Trudeau made the remarks after a report by the Globe and Mail said that GCstrategies subcontracted out $8.3 million of $9 million in federal contracts related to the app's development to six outside companies.
Trudeau was asked why the public service couldn't hire those subcontractors or perform the work itself. "That's exactly the question that I just asked the public service," he said.
"Obviously, this is a practice that seems highly illogical and inefficient and I have made sure that the clerk of the Privy Council is looking into procurement practices to make sure that we are getting value for money and that we are doing things in a smart and logical way," he added.
"Of course, during the pandemic speed was at an essence, helping people quickly was at an essence, but there are principles that we make sure are sound moving forward."
The comments mark the second time in recent weeks the prime minister has deflected blame for contracting decisions to the public service.
Last month, CBC News revealed that Public Services and Procurement Canada (PSPC) awarded Sinclair Technologies a contract worth $549,637 in 2021 to build and maintain a radio frequency (RF) filtering system for the RCMP.
While Sinclair is based in Ontario, its parent company, Norsat International, has been owned by Chinese telecommunications firm Hytera since 2017. The Chinese government owns about 10 per cent of Hytera through an investment fund.
Watch: PM says he has asked the Clerk of the Privy Council to investigate procurement practices:
At the time, Trudeau promised to look into how the contract was awarded and pledged to ensure that "Canada is not signing contracts with the lowest bidder that then turn around and leave us exposed to security flaws."
"We will have some real questions for the independent public service that signed these contracts, and we'll make sure that this is changed going forward," he said. "It's high time that happens."
ArriveCAN no longer mandatory
The Globe and Mail reports the six companies that received the ArrriveCan contracts include Distill Mobile Inc., which was paid $5.1 million, and Macadamian Technologies Inc., which got $1.8 million. The other firms, which received much smaller amounts, are BDO Canada LLP, Optiv Security Inc./Optiv Canada Inc., KPMG LLP and Level Access.
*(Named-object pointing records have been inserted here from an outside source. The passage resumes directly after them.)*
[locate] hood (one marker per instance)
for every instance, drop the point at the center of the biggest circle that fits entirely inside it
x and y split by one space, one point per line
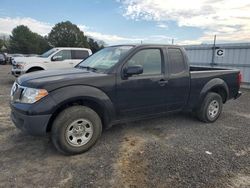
29 59
50 79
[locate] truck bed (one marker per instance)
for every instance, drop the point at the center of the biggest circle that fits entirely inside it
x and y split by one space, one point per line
201 76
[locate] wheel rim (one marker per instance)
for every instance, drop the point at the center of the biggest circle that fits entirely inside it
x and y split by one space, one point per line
213 108
79 132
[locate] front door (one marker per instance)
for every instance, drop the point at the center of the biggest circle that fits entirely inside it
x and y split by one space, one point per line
145 93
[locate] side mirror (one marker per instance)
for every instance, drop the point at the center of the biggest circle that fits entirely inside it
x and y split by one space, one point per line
56 58
133 70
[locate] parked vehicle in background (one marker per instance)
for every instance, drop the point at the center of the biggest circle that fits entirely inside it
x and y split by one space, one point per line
118 84
56 58
3 59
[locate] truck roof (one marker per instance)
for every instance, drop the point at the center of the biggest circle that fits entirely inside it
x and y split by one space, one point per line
145 45
71 48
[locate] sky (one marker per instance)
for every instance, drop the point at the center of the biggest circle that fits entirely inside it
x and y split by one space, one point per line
135 21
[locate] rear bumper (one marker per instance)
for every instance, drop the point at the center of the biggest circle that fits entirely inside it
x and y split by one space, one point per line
238 95
32 124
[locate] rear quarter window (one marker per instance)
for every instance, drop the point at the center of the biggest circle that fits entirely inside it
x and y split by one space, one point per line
79 54
177 63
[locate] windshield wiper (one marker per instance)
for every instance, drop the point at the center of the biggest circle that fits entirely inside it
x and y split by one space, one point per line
88 68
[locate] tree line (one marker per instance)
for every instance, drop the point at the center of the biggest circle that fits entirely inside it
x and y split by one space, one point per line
63 34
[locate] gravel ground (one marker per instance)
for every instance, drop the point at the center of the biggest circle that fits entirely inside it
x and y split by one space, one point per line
172 151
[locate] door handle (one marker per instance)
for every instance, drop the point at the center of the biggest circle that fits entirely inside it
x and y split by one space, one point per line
162 82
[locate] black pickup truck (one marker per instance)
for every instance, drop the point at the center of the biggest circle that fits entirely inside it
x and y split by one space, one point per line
117 84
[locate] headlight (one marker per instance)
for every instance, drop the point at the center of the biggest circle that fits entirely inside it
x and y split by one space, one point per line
31 95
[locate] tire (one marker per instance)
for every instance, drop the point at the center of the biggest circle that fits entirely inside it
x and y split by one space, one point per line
210 108
71 136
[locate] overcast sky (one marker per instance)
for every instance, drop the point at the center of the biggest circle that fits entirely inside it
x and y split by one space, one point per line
133 21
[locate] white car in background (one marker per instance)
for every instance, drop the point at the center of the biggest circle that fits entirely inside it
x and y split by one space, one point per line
56 58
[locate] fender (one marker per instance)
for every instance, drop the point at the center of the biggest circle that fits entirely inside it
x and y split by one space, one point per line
214 83
73 93
32 65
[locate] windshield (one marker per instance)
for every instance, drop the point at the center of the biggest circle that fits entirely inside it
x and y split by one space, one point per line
105 58
48 53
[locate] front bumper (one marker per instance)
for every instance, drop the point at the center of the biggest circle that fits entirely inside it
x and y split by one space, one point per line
32 124
238 95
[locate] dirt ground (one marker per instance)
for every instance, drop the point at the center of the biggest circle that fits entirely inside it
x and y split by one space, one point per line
172 151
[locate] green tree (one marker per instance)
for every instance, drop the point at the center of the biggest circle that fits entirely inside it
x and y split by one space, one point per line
25 41
66 34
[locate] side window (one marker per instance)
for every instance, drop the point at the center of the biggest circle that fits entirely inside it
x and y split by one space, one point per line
149 59
177 63
79 54
65 54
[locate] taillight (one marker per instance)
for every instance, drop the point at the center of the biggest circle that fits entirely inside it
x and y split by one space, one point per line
239 78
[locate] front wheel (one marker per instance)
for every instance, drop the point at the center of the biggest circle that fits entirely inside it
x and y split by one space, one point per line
76 129
210 108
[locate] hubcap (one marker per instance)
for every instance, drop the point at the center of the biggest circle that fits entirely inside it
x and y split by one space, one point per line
79 132
213 108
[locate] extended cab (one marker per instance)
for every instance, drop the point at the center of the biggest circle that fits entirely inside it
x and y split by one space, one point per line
117 84
56 58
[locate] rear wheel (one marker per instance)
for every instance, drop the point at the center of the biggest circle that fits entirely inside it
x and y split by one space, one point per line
76 129
210 108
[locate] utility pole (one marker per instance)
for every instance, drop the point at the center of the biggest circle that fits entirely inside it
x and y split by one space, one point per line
213 52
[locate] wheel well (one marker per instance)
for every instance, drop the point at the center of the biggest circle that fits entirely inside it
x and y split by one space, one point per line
89 103
34 69
221 91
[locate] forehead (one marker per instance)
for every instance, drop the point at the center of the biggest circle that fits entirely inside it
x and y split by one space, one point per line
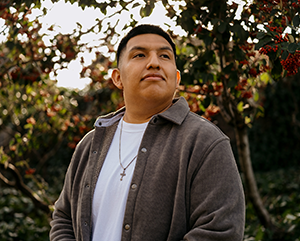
148 41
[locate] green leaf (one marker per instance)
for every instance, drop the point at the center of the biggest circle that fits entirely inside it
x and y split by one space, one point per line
296 21
260 35
263 42
222 27
240 106
292 48
136 5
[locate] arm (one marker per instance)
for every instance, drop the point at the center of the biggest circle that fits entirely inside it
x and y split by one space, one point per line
64 223
61 225
217 205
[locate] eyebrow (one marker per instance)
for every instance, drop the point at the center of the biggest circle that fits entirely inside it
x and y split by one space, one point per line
143 48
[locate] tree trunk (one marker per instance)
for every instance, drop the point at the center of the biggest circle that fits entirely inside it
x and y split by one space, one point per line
249 179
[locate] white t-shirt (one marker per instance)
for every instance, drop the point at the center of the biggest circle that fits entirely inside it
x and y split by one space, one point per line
111 193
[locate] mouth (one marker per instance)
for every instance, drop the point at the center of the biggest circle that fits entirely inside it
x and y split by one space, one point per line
153 77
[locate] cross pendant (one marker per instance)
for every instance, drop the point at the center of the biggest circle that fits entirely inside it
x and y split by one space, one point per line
122 175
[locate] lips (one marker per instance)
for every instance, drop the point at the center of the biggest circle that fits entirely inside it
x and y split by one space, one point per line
153 77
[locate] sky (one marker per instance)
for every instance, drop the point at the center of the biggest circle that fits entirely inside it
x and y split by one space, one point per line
56 14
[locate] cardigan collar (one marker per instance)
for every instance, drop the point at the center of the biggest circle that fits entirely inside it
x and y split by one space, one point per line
176 114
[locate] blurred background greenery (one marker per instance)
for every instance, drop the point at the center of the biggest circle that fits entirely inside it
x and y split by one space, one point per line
239 64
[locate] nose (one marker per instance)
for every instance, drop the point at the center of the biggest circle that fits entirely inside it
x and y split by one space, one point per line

The Canada Border Services Agency says $54 million has been budgeted for the operation and development of the ArriveCAN app up to this coming March.
The app was launched during the pandemic as a communication and screening tool to ensure travellers arriving in Canada complied with pandemic border measures. It later became a way for travellers to show their vaccination status.
The app was made optional in October. Travellers no longer need to use it to report their vaccination information — but many of them can still use a feature of the app that allows them to fill out a Canada Border Services Agency (CBSA) declaration form before arriving at customs.
Few travellers used the advance declaration tool at the airports where it was available during the month of October.
CBSA provided CBC News with the number of air passengers who used the app in Montreal's Trudeau airport, Toronto's Pearson airport and Vancouver's international airport — the only airports where the advance declaration feature was available at the beginning of October. CBC cross-referenced those numbers with the number of international arrivals at those airports for the same month.
Out of the roughly 2.4 million arrivals at those airports, just over 320,000 travellers — roughly 13 per cent — used the app.